The document is intended for RABET users.

2 Introduction

In its everyday business operations, RABET makes use of a variety of data about identifiable individuals, including data about:

• Current, past, and prospective employees
• Customers
• Users of its Websites/Applications
• Subscribers
• Other stakeholders

In collecting and using this data, the organization is subject to a variety of legislation controlling how such activities may be carried out and the safeguards that must be put in place to protect it.

The purpose of this policy is to set out the relevant legislation and to describe the steps RABET is taking to ensure that it complies with it.

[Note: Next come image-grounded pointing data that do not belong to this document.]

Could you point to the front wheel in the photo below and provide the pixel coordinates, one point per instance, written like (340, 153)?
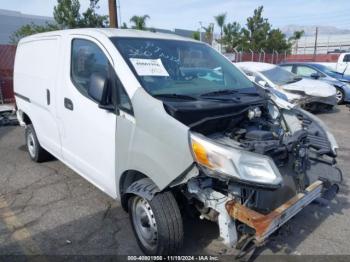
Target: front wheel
(157, 224)
(36, 152)
(339, 95)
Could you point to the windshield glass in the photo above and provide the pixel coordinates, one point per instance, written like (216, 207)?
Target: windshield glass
(182, 68)
(280, 76)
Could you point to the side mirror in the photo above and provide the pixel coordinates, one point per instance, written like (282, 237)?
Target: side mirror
(263, 83)
(315, 75)
(98, 90)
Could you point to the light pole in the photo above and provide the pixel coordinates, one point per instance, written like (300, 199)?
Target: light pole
(112, 7)
(200, 30)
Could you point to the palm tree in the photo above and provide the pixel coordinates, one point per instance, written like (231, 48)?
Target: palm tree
(139, 21)
(220, 20)
(209, 33)
(296, 37)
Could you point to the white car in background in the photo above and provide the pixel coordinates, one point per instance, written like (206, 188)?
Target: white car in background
(311, 94)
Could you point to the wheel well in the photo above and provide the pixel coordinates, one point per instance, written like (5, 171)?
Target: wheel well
(127, 178)
(26, 119)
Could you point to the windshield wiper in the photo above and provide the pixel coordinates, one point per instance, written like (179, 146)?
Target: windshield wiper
(220, 92)
(176, 96)
(295, 79)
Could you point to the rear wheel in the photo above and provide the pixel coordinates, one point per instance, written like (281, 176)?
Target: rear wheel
(36, 152)
(157, 224)
(339, 95)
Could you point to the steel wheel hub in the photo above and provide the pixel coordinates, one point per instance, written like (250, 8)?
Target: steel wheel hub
(339, 95)
(31, 144)
(144, 223)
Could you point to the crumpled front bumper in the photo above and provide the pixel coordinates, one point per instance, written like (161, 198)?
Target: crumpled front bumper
(265, 225)
(330, 100)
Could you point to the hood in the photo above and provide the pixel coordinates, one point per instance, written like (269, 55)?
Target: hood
(311, 87)
(344, 78)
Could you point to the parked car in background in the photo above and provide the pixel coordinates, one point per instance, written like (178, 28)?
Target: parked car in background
(321, 72)
(312, 94)
(342, 65)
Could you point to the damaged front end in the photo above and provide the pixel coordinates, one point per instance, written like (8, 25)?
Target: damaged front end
(258, 167)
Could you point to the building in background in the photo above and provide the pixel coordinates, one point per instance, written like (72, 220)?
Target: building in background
(10, 21)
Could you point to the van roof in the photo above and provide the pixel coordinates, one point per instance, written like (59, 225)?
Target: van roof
(255, 66)
(111, 32)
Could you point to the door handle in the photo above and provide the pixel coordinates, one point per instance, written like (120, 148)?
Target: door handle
(68, 104)
(48, 99)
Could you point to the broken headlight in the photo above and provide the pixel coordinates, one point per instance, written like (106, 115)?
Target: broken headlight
(234, 163)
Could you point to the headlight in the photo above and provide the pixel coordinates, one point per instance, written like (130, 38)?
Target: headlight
(246, 166)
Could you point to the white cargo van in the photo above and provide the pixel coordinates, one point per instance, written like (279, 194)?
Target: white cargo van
(162, 122)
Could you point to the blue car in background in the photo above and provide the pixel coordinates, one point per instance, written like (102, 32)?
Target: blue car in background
(321, 72)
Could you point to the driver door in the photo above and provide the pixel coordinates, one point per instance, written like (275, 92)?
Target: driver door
(88, 132)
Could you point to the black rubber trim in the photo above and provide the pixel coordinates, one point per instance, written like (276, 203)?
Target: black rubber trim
(22, 97)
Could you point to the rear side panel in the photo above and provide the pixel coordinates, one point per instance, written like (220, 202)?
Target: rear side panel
(35, 75)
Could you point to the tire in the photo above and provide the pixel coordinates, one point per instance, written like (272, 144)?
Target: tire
(157, 224)
(35, 151)
(339, 95)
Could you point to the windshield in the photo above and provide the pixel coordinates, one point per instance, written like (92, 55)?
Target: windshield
(180, 68)
(280, 76)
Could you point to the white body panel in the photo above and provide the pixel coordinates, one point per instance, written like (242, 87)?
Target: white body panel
(97, 144)
(36, 71)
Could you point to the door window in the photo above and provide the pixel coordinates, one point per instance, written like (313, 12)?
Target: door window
(305, 71)
(86, 59)
(346, 58)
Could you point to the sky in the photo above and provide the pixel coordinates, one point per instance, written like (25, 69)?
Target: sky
(186, 14)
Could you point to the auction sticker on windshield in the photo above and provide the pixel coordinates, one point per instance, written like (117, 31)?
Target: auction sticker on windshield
(149, 67)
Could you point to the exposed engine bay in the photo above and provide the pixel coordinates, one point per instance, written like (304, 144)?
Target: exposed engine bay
(297, 146)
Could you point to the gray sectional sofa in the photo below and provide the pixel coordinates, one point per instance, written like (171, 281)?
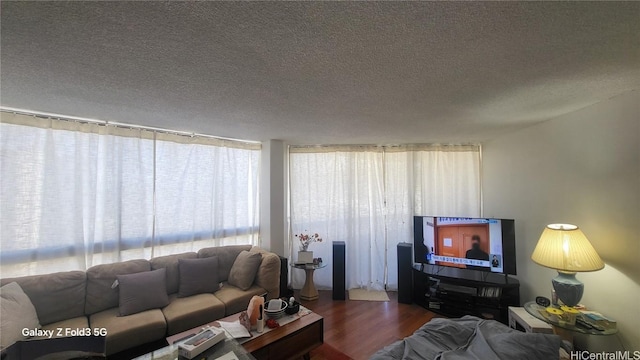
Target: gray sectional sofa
(88, 299)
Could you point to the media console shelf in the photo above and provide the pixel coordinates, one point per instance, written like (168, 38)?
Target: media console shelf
(488, 296)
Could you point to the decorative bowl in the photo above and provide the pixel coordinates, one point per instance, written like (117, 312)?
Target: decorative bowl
(279, 312)
(292, 310)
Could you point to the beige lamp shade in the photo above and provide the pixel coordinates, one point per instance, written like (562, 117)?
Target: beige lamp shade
(565, 248)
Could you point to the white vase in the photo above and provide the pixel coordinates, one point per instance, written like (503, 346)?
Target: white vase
(305, 257)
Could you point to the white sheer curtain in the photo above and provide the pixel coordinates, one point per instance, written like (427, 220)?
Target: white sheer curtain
(75, 195)
(367, 196)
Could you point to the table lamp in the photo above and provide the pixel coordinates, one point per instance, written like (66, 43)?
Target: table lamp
(565, 248)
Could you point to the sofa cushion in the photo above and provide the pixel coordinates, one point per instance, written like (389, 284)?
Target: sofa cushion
(236, 300)
(17, 313)
(142, 291)
(244, 269)
(100, 278)
(189, 312)
(226, 256)
(170, 262)
(198, 276)
(268, 275)
(124, 332)
(60, 327)
(56, 296)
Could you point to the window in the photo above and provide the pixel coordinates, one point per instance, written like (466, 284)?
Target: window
(74, 195)
(367, 196)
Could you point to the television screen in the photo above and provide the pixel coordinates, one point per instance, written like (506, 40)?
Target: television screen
(469, 243)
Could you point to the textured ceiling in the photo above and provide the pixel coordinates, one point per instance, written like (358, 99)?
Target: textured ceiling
(320, 72)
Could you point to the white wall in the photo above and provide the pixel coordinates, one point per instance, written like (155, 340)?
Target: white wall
(580, 168)
(273, 197)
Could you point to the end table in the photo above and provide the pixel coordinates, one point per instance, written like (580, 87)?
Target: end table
(309, 291)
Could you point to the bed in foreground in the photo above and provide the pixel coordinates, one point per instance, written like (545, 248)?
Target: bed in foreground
(471, 338)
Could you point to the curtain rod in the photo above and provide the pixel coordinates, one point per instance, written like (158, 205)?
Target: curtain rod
(46, 115)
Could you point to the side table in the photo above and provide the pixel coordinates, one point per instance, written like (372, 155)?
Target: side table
(565, 329)
(309, 291)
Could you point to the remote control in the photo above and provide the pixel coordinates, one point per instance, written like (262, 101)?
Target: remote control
(584, 324)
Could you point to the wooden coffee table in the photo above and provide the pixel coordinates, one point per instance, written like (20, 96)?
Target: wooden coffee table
(291, 341)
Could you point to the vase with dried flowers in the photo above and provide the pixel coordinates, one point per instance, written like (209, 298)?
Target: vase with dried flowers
(304, 255)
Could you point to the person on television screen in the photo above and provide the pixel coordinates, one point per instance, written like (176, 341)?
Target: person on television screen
(495, 262)
(476, 253)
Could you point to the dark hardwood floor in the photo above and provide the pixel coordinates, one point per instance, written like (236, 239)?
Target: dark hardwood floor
(360, 328)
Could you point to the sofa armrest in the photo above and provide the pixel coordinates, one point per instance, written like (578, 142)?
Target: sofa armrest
(268, 276)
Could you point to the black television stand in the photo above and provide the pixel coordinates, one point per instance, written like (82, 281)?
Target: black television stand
(460, 292)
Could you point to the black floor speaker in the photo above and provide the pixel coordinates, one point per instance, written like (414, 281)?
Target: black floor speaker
(339, 270)
(405, 273)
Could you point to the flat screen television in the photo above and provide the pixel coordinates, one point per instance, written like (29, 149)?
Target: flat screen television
(469, 243)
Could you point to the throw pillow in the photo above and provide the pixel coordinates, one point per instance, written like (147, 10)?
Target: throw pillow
(142, 291)
(17, 312)
(244, 269)
(198, 276)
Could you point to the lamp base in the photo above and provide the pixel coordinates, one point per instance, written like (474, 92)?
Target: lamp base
(568, 288)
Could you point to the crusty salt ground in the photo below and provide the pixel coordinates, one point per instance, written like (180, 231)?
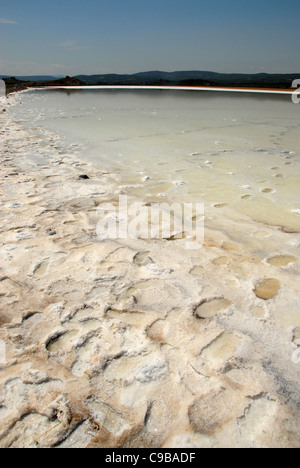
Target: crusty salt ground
(135, 343)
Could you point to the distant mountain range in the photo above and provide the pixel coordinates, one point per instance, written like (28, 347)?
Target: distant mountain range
(33, 78)
(193, 78)
(159, 78)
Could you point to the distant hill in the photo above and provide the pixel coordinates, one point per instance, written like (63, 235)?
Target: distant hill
(32, 78)
(14, 84)
(193, 78)
(158, 78)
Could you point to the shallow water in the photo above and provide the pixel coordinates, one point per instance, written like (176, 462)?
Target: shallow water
(229, 151)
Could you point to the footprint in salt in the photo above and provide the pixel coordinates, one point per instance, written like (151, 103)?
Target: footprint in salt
(267, 190)
(210, 307)
(40, 269)
(281, 260)
(266, 289)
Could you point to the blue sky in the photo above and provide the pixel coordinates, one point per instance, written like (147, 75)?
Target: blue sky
(126, 36)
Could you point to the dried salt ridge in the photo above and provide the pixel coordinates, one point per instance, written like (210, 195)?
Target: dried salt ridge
(135, 343)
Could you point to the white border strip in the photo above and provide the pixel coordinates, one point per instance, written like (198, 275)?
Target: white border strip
(172, 88)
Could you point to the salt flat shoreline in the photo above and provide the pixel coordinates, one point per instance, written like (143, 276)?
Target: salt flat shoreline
(133, 343)
(178, 88)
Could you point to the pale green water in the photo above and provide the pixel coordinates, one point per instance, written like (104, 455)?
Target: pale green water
(222, 149)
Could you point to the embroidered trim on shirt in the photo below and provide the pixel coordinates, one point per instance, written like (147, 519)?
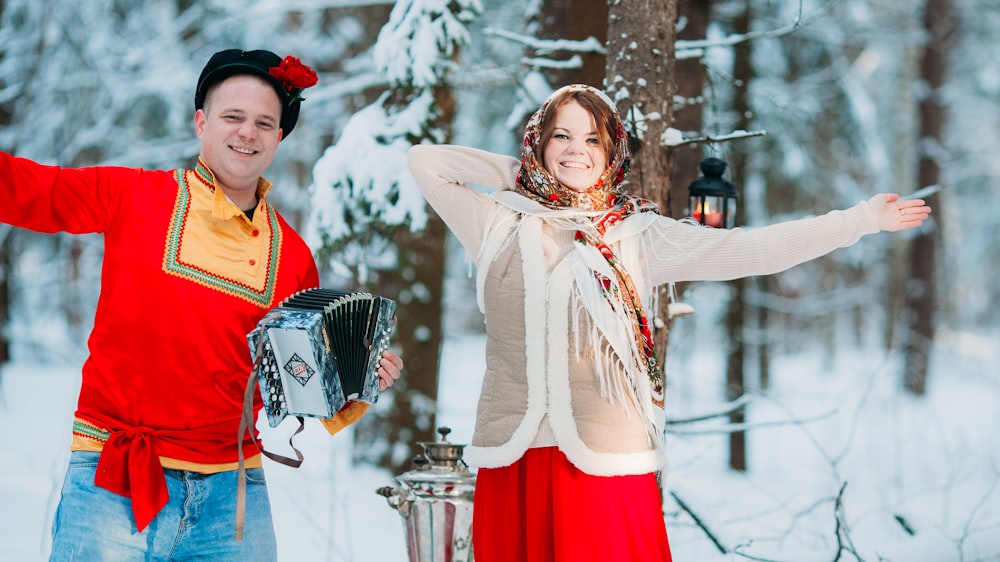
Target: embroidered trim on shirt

This control applies to all systems, people and processes that constitute the organization’s information systems, including board members, directors, employees, suppliers and other third parties who have access to RABET systems.

The following policies and procedures are relevant to this document:

• Information Classification Procedure
• Information Labelling Procedure
• Acceptable Use policy
• Electronic Messaging Policy
• Internet Acceptable Use Policy
• Information Security Incident Response Procedure
• Information Security Roles, Responsibilities and Authorities

3 Privacy and Personal Data Protection Policy

3.1 The National Data Management Office (NDMO)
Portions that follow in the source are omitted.